Personal information
- Full name: Yasser Mohammed Hefny
- Born: 8 February 1989 (age 37) Cairo, Egypt
- Years active: 10
- Height: 1.81 m (5 ft 11+1⁄2 in)
- Weight: 70 kg (150 lb)

Medal record
Representing Egypt
Men's Modern Pentathlon
World Championships
| Gold medal – first place | 2005 Plzeň | Individual |
| Gold medal – first place | 2007 SouthAF | Individual |
Representing Egypt
Men's Speed-ball
World Championships
| Gold medal – first place | 2008 Paris | Individual |
| Gold medal – first place | 2009 Cairo | Individual |

= Yasser Hefny =

Egyptian modern pentathlete

Yasser Mohammed Hefny (born 8 February 1989) is an Egyptian modern pentathlete. Hefny has won many international competitions including the youth world championship of pentathlon in 2005 and 2007, and later the world champion of speedball in Paris.

==Early life==
His love of sports began when he started swimming in the school of el Zohoor club, and at the age of 6 he joined the speedball school in the same club. After two years, Yasser decided to go competitive and joined the boys swimming and speedball teams.

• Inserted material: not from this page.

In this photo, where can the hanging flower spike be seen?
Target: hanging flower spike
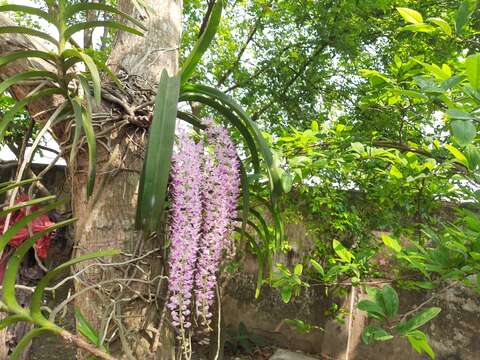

At the age of 11, Hefny have decided to find a new competition to challenge himself so he joined the modern pentathlon team in 6 October club. At the age of 12, he was chosen to join the Egyptian national team of modern pentathlon and began his international achievements by winning his first international title in the biathlon world championship in 2004 in Germany.

==Recent accomplishments==
Hefny won many international championships, including the world championships in 2005 and 2007 at the age of 16 and 18. He also became the 2008 world champion of speedball in Paris, France, setting a new record of 570.

In 2012, he competed at the 2012 Summer Olympics.